Discussion in 'Yoga Forum' started by Hindu, Jun 15, 2015.

  1. Hindu

    Hindu Member Staff Member

    Yoga is essentially Hindu. Its one of the greatest gifts of our civilization to the world. So why are we apologetic about it ? Why are we telling people - there is nothing religious about it.

    Yoga has been an integral part of a Hindu's life since time immemorial. It has stemmed from our Sanatan Dharma. Estimated 15,000 years ago (~13,000 BCE), Adiyogi (the first yogi), a person with unknown origins appeared in the upper regions of Himalayas. Seeing his intense ecstatic state, seven hardcore seekers stayed with him. He took his seven disciples - Sapta Rishis to Kantisarovar and transformed himself in to Aadi Guru - the first guru and started a systematic exposition of yoga in a scientific manner not intellectually as a philosophy, but experientially.

    After imparting his knowledge he sent his seven disciples to different parts of the world. One went to Central Asia. Another went to North Africa and the Middle East, another went to South America, One stayed right there with Adiyogi. Another one came to the lower regions of the Himalayas and started what is known as Kashmiri Shaivism. Another one went south into the Indian Peninsula who is known as Agastya. The Sapta Rishis became the basis of the seven basic schools of yoga. Even today, these seven schools are still distinctly there. Adiyogi created this spine of knowledge, not in the form of books or teachings, but as an energy-based knowledge. He had the highest understanding of human nature, but he didn’t put anything down in writing. Patanjali came much later to reorganize the complex and diversified subject and he has put them all in a certain format - as the Yoga Sutras.
    Via : ShankhNaad
  2. Senthil

    Senthil Active Member Staff Member

    Very nice summary, and I totally agree. The problems arise from the misunderstanding of the term, or the differences in understanding between Hindus, and 'others'. We Hindus know it mostly as Patanjali's Sutras, but also further back, as you indicated.

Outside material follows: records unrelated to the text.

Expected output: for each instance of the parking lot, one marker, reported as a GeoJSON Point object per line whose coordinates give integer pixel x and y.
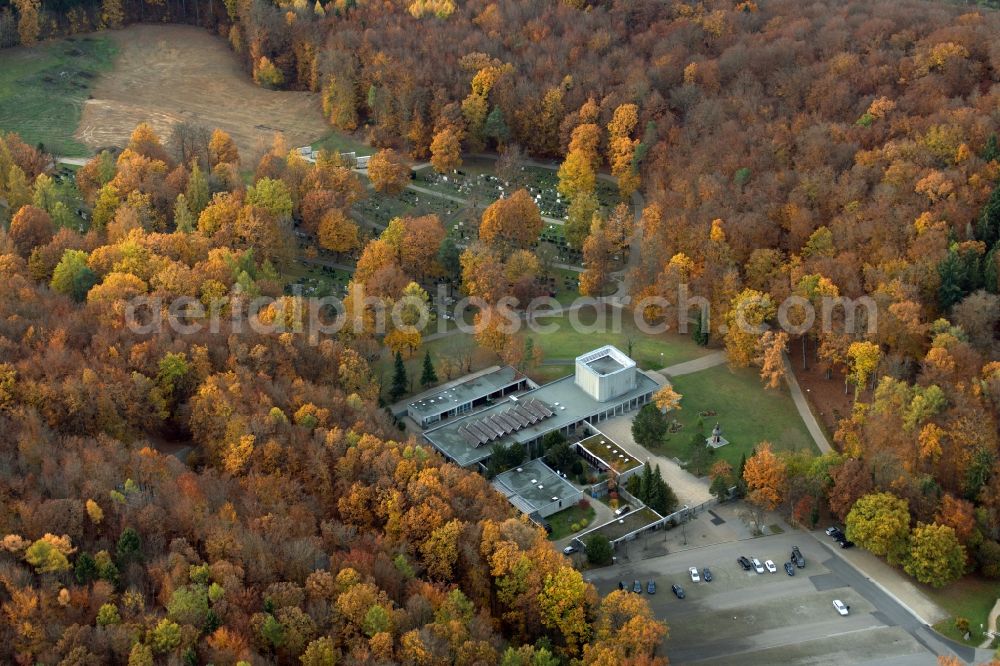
{"type": "Point", "coordinates": [750, 618]}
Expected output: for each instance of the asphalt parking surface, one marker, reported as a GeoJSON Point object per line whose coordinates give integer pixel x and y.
{"type": "Point", "coordinates": [750, 618]}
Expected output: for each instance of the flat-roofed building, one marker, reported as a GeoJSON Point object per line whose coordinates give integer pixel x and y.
{"type": "Point", "coordinates": [606, 455]}
{"type": "Point", "coordinates": [536, 489]}
{"type": "Point", "coordinates": [463, 397]}
{"type": "Point", "coordinates": [605, 373]}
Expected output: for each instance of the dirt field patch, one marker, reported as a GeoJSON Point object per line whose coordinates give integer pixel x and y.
{"type": "Point", "coordinates": [166, 74]}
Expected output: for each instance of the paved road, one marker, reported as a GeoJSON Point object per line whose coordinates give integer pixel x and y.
{"type": "Point", "coordinates": [802, 405]}
{"type": "Point", "coordinates": [690, 489]}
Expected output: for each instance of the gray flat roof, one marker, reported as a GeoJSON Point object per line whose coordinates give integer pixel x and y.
{"type": "Point", "coordinates": [611, 452]}
{"type": "Point", "coordinates": [567, 401]}
{"type": "Point", "coordinates": [605, 365]}
{"type": "Point", "coordinates": [463, 392]}
{"type": "Point", "coordinates": [535, 483]}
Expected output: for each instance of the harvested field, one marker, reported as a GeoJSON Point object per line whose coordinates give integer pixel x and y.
{"type": "Point", "coordinates": [166, 74]}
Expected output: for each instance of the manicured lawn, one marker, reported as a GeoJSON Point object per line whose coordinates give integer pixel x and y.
{"type": "Point", "coordinates": [747, 413]}
{"type": "Point", "coordinates": [42, 89]}
{"type": "Point", "coordinates": [972, 598]}
{"type": "Point", "coordinates": [652, 352]}
{"type": "Point", "coordinates": [563, 521]}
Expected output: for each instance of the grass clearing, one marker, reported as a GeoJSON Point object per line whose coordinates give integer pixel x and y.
{"type": "Point", "coordinates": [747, 413]}
{"type": "Point", "coordinates": [343, 143]}
{"type": "Point", "coordinates": [43, 89]}
{"type": "Point", "coordinates": [971, 597]}
{"type": "Point", "coordinates": [559, 348]}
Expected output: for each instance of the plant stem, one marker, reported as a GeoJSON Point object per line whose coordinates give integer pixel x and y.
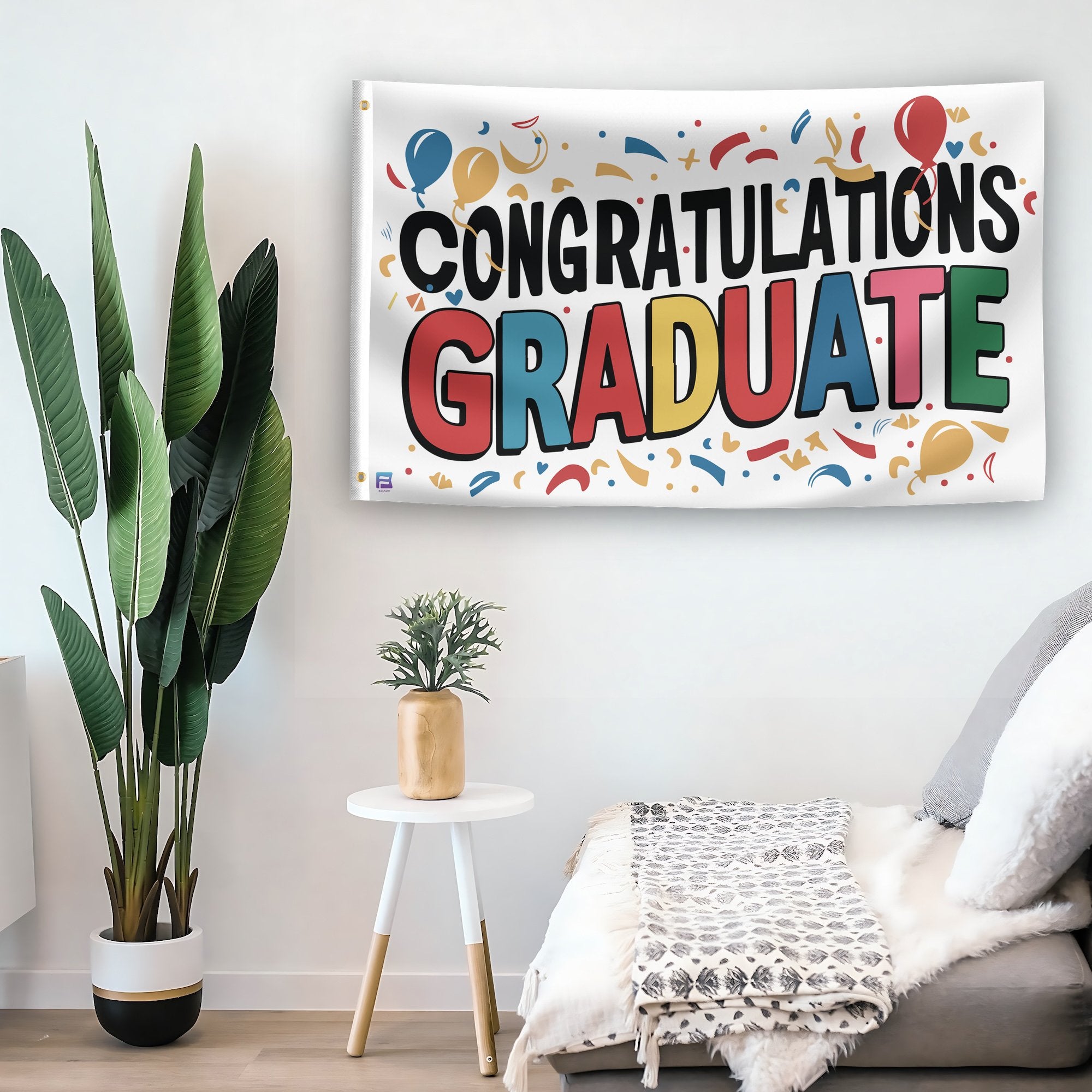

    Most 'others' have only heard about it in terms of hatha yoga, so yoga to them often just means 'slow stretching exercises'. These days hatha yoga varies from 'nothing at all to do with SD, to varying amounts of SD thrown in, like beginning the class with Namaste, or pranayama, or meditation. So the first thing to do is to let them know the entire definition of yoga. It's too bad someone didn't use a different term. There would be less confusion.

    The fear they have is born about the same realisation Adiyogi had. Diving deep within will put you far away from the teachings of Abrahamism. So they're scared of losing what they have, and it is a justified fear. (for them) Even calming the mind for a few moments may touch on ecstasy, or give one a brief sense of it.